Of course the World Bank issued pandemic catastrophe bonds are exposed to a loss from the ongoing coronavirus outbreak, which looks increasingly likely to cause a default and loss of principal after March 23rd.

But in the broader catastrophe bond and insurance-linked securities (ILS) market, these pandemic bonds are just one transaction among many and the majority of the outstanding market has no exposure at all to the Covid-19 virus outbreak, or to the wider financial market declines being seen in recent days.

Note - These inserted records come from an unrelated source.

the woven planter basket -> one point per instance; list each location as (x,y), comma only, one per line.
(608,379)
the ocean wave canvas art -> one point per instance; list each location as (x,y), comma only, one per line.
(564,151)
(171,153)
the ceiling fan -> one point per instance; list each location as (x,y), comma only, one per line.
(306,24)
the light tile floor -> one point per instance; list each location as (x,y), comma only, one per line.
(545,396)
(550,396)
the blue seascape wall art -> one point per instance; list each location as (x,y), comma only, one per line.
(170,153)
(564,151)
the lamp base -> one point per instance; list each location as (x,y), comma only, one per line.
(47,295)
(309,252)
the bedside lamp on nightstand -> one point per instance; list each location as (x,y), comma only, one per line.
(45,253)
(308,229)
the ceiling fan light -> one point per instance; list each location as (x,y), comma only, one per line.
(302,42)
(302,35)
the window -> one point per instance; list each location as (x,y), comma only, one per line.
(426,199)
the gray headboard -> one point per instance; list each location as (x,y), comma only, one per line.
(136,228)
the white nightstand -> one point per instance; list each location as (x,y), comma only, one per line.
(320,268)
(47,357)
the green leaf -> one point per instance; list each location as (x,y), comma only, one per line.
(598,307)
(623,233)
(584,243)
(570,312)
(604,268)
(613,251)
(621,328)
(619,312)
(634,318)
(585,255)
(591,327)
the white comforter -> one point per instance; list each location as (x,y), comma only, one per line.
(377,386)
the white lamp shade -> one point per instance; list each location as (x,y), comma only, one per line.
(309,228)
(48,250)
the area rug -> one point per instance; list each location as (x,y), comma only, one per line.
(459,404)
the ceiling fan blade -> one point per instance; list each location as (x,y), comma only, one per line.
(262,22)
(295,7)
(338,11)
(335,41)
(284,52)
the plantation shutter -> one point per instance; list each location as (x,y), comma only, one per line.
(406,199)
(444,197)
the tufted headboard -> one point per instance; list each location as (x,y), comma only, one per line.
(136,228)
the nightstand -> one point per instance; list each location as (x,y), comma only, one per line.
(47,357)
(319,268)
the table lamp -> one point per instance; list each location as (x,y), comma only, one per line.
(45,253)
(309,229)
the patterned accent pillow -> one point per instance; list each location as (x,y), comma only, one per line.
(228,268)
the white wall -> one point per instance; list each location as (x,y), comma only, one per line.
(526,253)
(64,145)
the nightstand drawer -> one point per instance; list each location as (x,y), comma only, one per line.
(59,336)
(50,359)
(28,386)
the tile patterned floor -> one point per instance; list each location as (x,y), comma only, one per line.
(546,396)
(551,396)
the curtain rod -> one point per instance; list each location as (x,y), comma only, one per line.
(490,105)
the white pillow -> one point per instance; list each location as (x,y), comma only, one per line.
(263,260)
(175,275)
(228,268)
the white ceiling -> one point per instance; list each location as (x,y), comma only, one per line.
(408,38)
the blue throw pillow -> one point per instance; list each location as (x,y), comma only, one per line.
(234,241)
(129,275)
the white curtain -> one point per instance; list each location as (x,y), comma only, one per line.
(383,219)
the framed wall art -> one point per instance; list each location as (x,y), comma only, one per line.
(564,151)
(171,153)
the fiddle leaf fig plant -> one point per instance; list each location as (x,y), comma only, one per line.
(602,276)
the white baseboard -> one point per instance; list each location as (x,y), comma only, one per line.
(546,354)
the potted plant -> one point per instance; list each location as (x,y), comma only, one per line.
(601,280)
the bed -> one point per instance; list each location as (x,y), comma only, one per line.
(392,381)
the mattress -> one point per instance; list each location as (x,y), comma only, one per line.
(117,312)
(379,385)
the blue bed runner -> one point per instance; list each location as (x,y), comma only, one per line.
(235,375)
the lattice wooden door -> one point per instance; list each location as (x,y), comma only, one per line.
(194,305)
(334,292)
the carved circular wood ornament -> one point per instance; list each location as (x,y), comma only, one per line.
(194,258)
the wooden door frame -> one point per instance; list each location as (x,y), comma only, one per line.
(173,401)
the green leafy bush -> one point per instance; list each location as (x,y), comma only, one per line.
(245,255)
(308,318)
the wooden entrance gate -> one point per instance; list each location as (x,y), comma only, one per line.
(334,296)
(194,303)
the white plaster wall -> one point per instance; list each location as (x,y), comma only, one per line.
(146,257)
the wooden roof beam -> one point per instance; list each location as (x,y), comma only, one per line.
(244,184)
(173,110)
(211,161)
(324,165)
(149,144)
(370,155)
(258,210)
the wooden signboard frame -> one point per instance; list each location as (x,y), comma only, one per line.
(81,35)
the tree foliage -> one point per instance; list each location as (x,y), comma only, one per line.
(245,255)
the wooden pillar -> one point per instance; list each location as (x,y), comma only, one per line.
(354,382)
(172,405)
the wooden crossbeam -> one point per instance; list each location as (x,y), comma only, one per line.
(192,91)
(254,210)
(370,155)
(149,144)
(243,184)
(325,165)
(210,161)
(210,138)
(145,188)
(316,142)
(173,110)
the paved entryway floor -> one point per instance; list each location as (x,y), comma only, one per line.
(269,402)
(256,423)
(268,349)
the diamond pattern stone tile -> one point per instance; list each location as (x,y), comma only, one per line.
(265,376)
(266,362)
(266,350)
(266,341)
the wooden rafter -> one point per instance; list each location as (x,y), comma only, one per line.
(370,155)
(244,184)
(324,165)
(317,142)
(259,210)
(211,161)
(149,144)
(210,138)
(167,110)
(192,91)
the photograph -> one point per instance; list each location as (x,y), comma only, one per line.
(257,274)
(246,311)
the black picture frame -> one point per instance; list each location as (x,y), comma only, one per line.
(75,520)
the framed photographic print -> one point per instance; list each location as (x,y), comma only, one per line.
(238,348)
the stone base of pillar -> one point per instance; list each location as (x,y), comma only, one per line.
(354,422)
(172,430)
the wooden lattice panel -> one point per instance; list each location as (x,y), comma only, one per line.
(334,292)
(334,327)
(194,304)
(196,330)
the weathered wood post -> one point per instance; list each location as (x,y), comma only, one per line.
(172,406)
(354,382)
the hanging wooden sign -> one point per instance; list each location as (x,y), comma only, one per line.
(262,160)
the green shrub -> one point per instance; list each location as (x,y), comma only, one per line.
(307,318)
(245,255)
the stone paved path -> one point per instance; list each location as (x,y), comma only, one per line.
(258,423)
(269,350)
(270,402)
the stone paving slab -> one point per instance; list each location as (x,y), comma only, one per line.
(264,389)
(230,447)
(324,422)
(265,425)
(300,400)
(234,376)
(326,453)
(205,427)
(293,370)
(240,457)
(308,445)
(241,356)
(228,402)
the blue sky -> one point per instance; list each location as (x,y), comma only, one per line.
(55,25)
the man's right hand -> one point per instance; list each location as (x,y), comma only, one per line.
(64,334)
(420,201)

Given catastrophe bond investors fully collateralise the largely natural catastrophe risks they invest in and that collateral is invested in about the safest assets around such as treasuries, there can be little impact to the market even from a global crisis such as coronavirus.

In his communication to investors Seo explains, “Against a market backdrop that is experiencing the most extreme turbulence since the global financial crisis in 2008, it is worth reiterating that catastrophe bonds and ILS are tied to risks that fundamentally have nothing to do with the economic cycle, interest rate movements, the political environment or currency fluctuations. Instead, the returns of these investments are largely driven by significant insurance and reinsurance loss events connected primarily to natural phenomena, such as earthquakes and hurricanes.

“A market crash cannot cause a cyclone or an earthquake to occur and while these catastrophic natural disasters do happen – and drawdowns will happen with time – when they do they are independent of the ongoing activity in the traditional financial markets.”

In fact, in times of financial market stress cat bonds as an asset class, as well as wider insurance-linked securities (ILS) and collateralised reinsurance, can offer a welcome diversifier for investors.

“ILS returns have a different set of drivers and can benefit from being fundamentally uncorrelated with the broader market, unlike other asset classes where correlations can significantly increase during times of market stress,” Seo said. “Consequently, the addition of ILS into a portfolio can deliver on the promise of non-directional strategies: the potential to instantly enhance investor portfolios by reducing volatility and providing more stability of returns.”

Adding, “We do not believe we need to alter our investment strategy or position in response to the Covid-19 outbreak. For us, this year remains business as usual.”